Hal Speaks

Tag: Dev Tips

The Anonymous Tester

I may have stumbled upon a potentially useful way to prevent a stateful agent’s memory from being “polluted” by likely incorrect or garbled data during testing.

It was more of a consequence of how I had set up authentication, which didn’t immediately connect a login to a specific admin – just that they had provided the correct authentication.

This resulted in an admin ID of “null.” But Hal took this in stride, and even seemingly knew what was going on when this appeared in Sunday’s morning digest (edited here for brevity):

Hal is interacting with a platform admin or analyst running iterative diagnostics on the Hal system itself …. Critical gaps in metadata (admin identity, call logs, summaries) prevent full operational attribution … The user appears to be gaining familiarity with Hal’s tool capabilities, starting with event queries and progressing to memory management—support their tool discovery with clear examples and capabilities documentation.

Hal correctly surmised that because the login was correct but no admin information was available, the line of questions was asking for tool responses and error messages. It must be bug testing, and how to assist.

Honestly, I wasn’t expecting something like that in the reflection, but I saw it as a good sign.

Those testing “memories” won’t be associated with a particular admin. Since he is associating these memories with testing, over time, he’ll likely “forget” the testing because it’s irrelevant to his core duties.

Even though this was a mistake of sorts on my part, I don’t think I’m going to identify myself immediately when launching new agents. Instead, the questions will be to test various features first.

I based Hal’s persistence on modeling the human brain. If Hal associated the testing in this way, no need to tell him anything different, and it seems just like a human would, Hal’s interactions with testers would move to the “back of his mind” pretty quickly once the real work begins.

Preventing the agent from getting confused by either irrelevant or too much data is something that I am watching for, but at least here, the way things turned out, staying anonymous while putting Hal through his early paces seems like it was a smart move.

April 9, 2026
Knowing when to quit

The one thing that using AI to code (or any involved task, for that matter) changes is your perception of when it’s time to stop.
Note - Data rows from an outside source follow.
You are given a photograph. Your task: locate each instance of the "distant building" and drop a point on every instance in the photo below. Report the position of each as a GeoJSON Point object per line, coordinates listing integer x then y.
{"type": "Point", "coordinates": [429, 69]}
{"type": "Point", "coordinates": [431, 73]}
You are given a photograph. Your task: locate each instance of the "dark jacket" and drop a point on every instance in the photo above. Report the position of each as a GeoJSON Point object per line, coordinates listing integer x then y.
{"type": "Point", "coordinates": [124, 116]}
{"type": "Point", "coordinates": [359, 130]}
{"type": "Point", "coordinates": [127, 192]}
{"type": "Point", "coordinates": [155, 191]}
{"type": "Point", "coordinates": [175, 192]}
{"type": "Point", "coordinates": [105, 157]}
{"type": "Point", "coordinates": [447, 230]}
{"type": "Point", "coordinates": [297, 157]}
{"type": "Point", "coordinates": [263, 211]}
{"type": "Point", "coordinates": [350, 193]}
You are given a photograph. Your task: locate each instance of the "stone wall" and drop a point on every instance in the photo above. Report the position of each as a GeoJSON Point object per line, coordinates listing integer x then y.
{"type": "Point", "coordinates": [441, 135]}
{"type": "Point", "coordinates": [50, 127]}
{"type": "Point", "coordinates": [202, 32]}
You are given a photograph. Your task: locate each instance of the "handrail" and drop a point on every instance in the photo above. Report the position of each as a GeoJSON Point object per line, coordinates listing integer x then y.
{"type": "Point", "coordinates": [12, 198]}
Time itself can decide whether something makes it in.

That’s not the case anymore. Now, you think it, in less than a day, you can probably build it. No 12-hour marathon computer sessions: you might spend 12 minutes. Your imagination is now that hard stop.

For me, that’s problematic. I think too much, so my ideas can become grandiose pretty damn quick. With AI code as good as it is, chances are Claude (or most high-end LLMs) can build what I am thinking of.

This has led to “feature creep” in everything I’m developing, to be honest. This agent, which you’re reading right now, was a simple Retell AI IVR agent just two weeks ago.

This past week, I noticed something was happening as a result: I was stuck in a continuous development cycle.

I’ve done this in my writing sometimes, too: where I will start with a solid plan, but then part of the way through decide to kick it up a notch, and it becomes something bigger than it was supposed to be.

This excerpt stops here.